Segundo Marco Aurélio de Carvalho, o presidente Lula sempre defendeu a autonomia das instituições e, por esse motivo, não haveria interferência na atuação da Polícia Federal. O advogado comparou a situação à gestão do ex-presidente Jair Bolsonaro, afirmando que, no passado, houve trocas no comando da corporação com motivações político-eleitorais.

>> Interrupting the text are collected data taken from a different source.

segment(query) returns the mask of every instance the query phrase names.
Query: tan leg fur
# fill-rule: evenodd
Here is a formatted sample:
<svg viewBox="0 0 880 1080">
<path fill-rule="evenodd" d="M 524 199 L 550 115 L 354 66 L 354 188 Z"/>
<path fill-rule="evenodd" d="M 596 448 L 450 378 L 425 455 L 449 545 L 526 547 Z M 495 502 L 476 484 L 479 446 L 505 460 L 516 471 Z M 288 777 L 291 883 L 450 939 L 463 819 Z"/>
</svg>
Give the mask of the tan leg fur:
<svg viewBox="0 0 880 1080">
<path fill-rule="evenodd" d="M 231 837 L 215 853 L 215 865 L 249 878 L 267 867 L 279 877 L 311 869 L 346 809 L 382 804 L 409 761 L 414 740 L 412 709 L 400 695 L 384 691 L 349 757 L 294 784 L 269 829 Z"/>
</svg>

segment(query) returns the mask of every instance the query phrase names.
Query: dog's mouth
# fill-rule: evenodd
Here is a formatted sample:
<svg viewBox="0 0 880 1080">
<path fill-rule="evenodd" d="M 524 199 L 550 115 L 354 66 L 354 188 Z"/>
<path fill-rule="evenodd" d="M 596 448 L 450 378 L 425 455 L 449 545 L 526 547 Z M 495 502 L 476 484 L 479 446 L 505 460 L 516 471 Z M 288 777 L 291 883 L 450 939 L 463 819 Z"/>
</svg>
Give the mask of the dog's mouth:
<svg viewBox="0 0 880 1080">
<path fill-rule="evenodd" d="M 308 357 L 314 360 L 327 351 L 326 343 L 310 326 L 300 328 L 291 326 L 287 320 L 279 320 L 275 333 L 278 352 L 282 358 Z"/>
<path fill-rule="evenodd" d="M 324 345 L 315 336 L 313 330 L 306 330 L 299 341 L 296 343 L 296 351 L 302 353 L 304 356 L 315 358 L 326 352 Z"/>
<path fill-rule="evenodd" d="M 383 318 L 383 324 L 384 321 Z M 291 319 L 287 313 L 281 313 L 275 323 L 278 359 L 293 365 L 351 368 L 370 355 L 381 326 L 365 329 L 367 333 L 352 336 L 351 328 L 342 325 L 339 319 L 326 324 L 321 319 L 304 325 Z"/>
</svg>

O delegado Guilherme Figueiredo Silva era responsável pela Divisão de Repressão a Crimes Previdenciários e conduzia a investigação desde que o caso passou a tramitar no Supremo Tribunal Federal devido ao foro privilegiado de alguns investigados. A oposição passou a questionar a substituição e demonstrou interesse em ouvir o diretor-geral da PF, Andrei Rodrigues, sobre a mudança.
Em nota, a Polícia Federal negou alteração na equipe da Operação Sem Desconto e informou que houve apenas uma troca de coordenação administrativa. Segundo a corporação, os procedimentos deixaram a Coordenação-Geral de Polícia Fazendária e passaram a tramitar na Coordenação de Inquéritos nos Tribunais Superiores.
As investigações apuram suposta ligação entre Lulinha e o empresário Antônio Camilo Antunes, conhecido como “Careca do INSS”. A PF investiga suspeitas de triangulação de recursos, uso de empresas de fachada e possíveis crimes de lavagem de dinheiro, corrupção passiva, organização criminosa e tráfico de influência. A defesa de Lulinha afirma que ele apenas conheceu o empresário por intermédio de uma amiga em comum e nega qualquer irregularidade.